New creche at UCD provides innovative and sustainable extension development
If a child arrives at the new Oakmount Creche at University College Dublin (UCD) they will meet a fun building which is both welcoming and exciting. The glazed entrance area immediately gives sight of the coloured playground beyond. The blue floor has an arrangement of yellow 'stepping stone' circles. The blue 'Magic Room Tower' has an odd assortment of windows of different shapes and sizes vaguely imitating a freckled child's smiling face. The low horizontal windows at the bottom are designed for toddlers and waddlers to look through either to the outside world or to the oncoming parent.

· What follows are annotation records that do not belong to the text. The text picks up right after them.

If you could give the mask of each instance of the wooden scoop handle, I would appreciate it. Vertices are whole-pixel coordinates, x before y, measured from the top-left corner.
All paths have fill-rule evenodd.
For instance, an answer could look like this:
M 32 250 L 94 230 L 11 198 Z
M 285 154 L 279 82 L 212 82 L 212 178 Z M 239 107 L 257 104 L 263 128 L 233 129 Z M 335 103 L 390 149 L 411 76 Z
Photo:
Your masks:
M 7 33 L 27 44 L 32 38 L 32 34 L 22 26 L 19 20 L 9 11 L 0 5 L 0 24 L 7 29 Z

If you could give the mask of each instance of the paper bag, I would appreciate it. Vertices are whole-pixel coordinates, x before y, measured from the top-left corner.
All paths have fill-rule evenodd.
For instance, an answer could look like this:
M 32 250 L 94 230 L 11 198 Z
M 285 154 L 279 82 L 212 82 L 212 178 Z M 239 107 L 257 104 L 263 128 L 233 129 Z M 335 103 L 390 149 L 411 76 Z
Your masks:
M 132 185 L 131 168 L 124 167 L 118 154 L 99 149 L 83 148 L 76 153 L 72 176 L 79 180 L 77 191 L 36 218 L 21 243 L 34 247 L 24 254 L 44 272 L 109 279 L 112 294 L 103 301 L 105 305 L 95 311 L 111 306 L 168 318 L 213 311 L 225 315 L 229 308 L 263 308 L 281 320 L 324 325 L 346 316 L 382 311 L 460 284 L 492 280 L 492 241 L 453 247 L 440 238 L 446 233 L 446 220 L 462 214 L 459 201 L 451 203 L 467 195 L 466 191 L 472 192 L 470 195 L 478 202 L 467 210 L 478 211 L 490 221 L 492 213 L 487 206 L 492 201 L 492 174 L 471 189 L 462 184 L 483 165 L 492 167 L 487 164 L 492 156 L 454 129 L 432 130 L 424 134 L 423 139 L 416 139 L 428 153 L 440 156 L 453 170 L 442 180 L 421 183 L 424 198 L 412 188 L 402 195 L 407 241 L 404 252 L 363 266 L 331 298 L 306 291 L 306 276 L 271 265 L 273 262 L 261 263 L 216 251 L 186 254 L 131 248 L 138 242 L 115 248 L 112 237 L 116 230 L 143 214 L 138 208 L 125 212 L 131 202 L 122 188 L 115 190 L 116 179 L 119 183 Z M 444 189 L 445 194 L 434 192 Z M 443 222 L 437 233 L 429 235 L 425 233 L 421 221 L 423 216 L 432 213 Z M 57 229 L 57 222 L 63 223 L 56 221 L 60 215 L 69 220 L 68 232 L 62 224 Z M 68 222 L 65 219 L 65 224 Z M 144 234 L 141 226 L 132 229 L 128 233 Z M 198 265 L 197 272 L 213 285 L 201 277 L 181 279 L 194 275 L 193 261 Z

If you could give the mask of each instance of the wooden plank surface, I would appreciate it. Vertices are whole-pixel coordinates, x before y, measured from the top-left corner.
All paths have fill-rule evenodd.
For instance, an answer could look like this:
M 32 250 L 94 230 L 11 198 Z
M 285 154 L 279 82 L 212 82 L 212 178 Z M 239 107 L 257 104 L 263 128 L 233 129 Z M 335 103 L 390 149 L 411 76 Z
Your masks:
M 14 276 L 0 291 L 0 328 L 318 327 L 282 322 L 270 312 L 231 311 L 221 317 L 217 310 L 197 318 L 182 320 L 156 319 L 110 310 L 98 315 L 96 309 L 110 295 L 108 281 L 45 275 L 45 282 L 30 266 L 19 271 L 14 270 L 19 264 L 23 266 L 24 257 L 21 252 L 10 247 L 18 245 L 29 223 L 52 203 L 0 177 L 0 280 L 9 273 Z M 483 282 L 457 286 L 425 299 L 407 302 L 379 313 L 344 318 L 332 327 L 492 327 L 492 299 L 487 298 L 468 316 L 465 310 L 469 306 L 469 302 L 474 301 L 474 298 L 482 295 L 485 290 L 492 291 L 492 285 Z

In this extension development, an entrance courtyard (terminated by the said tower), was created and large corridor windows to the front are deliberate to make the building as bright and friendly as possible. The setting for the building is an Arboritum which belonged to the now disappeared Roebuck Grove Georgian mansion (demolished in 1970).
In response to the stated assessment criteria, the Oakmount Creche houses a blue tower with funny windows on a third level campus for originality, a welcoming courtyard and transparent entrance for form and multiple environmentally friendly elements to fill the brief on sustainability. These include the use of both passive and active solar energy, a humidity variable diffusion resistance vapour barrier and a timber frame. The Oakmount Creche was built just for kids, not for stuffy adults and provides a fun building to observe the world from.
Although functionally meeting all the childcare guidelines space requirements for the 50 additional children (110 total) it remains a 'home from home'.
The Montessori principle of 'learning by fun' has been significantly enhanced by the buildings colour, openness and relation to playground and outside areas. Different age groups mix in the Magic Room and develop social, creative and imaginary skills.